Die Kursänderung. Eine Drehung des Bootes an den Wind (mit dem Bug zur Windrichtung hin) nennt man anluven. Die entgegengesetzte Bewegung, mit dem Bug vom Wind weg, heißt abfallen. Eine Drehung der Bugspitze durch den Wind hindurch, so dass das Segel von der anderen Seite her wieder angeströmt wird, nennt man Wende. Der entgegengesetzte Vorgang, also das Heck durch den Wind drehen, nennt man Halse.
Ein Ziel, das in der Richtung liegt, aus der der Wind kommt, erreicht man durch Kreuzen, d. h. Fortbewegung am Wind schräg in Richtung des Ziels mit regelmäßigen Wendemanövern.
Ein Aufschießer ist der Vorgang, das Schiff über das Anluven hinaus mit der Bugspitze in den Wind zu drehen. Da, wie bereits oben erwähnt, die Strömung am Segel abfällt, verliert das Boot unmittelbar an Geschwindigkeit und kommt zum Stehen. Das ist die "Vollbremsung", zu der ein Schiff in der Lage ist. Allerdings ist dieser Zustand nicht sonbderlich stabil, da das Schiff durch den Wind von vorne achterliche Fahrt aufnimmt und schon bei leicht seitlichem wind schnell zu einer Seite hin abfällt.
Beidrehen und Beiliegen nennt man Manöver bzw. dessen Resultat, bei dem das Vorsegel back gesetzt wird. Das heißt nicht vielmehr, als das man das Vorsegel auf die "falsche" Seite des Schiffes, nämlich die Luvseite bringt. Dadurch liegt das Schiff sehr ruhig fast quer zum Wind und bewegt sich nur wenig vorwärts und nach Lee. Ein Segel zu schiften bedeutet, auf einem Vorwindkurs das Segel auf die andere Schiffsseite zu bringen, ohne dabei den Kurs zu ändern.

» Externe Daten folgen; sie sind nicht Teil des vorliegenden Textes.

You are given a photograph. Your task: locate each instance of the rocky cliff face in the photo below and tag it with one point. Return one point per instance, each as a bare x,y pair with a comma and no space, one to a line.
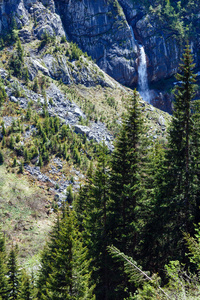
111,32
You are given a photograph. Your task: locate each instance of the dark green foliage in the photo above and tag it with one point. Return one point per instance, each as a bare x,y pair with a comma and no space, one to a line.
3,269
16,61
14,161
64,268
36,87
177,194
13,274
3,94
91,207
1,158
70,195
25,289
12,142
21,167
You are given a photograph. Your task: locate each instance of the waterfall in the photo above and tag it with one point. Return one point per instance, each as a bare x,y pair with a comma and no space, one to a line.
133,41
142,76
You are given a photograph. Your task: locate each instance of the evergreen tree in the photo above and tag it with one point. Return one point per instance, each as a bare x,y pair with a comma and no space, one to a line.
64,268
176,204
127,206
95,223
24,287
13,274
128,179
3,270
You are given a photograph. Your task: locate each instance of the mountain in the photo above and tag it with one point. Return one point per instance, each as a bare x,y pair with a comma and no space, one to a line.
57,104
113,34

Ein Mann-Über-Bord-Manöver dienst dazu, dass Schiff wieder zu einer über Bord gefallenen Person zurückzubringen. Es gibt verschiedene Versionen dieses Manövers, die je nach nach Schiffstyp, aktueller Segelführung und Wind- und Seegangsverhältnissen mehr oder weniger gut anwendbar sind.
Die Segelführung
Zur Segelführung gehört, über das bereits Beschriebene hinaus, weiterhin das Reffen. Um bei starken Wind oder Sturm die Krängung des Bootes zu verringern, kann die dem Wind ausgesetzte Segelfläche verkleinert werden. Lässt der Wind nach, kann wieder ausgerefft werden, also die Segelfläche wieder vergrößert werden. Es gibt unterschiedliche Reffsysteme, die jeweils ihre Vor- und Nachteile besitzen. Mit dem Bindereff wird der untere Teil des Segels in mehreren Abstufungen auf dem Baum zusammengerafft. und dort fixiert. Mit dem Rollreff wird dagegen das Segel stufenlos in den Mast ooder in/um den Baum gerollt. Ein Vorsegel mit eriner Rollreffanlage wird um das Vorstag gewickelt.
Ist bei weiter zunehmenden Wind die Segelfläche immer noch zu groß, müssen spezielle Sturmsegel gesetzt werden. (Sturmfock als Vorsegel und Trysegel anstelle des Großsegels) oder die Segel müssen ganz geborgen werden.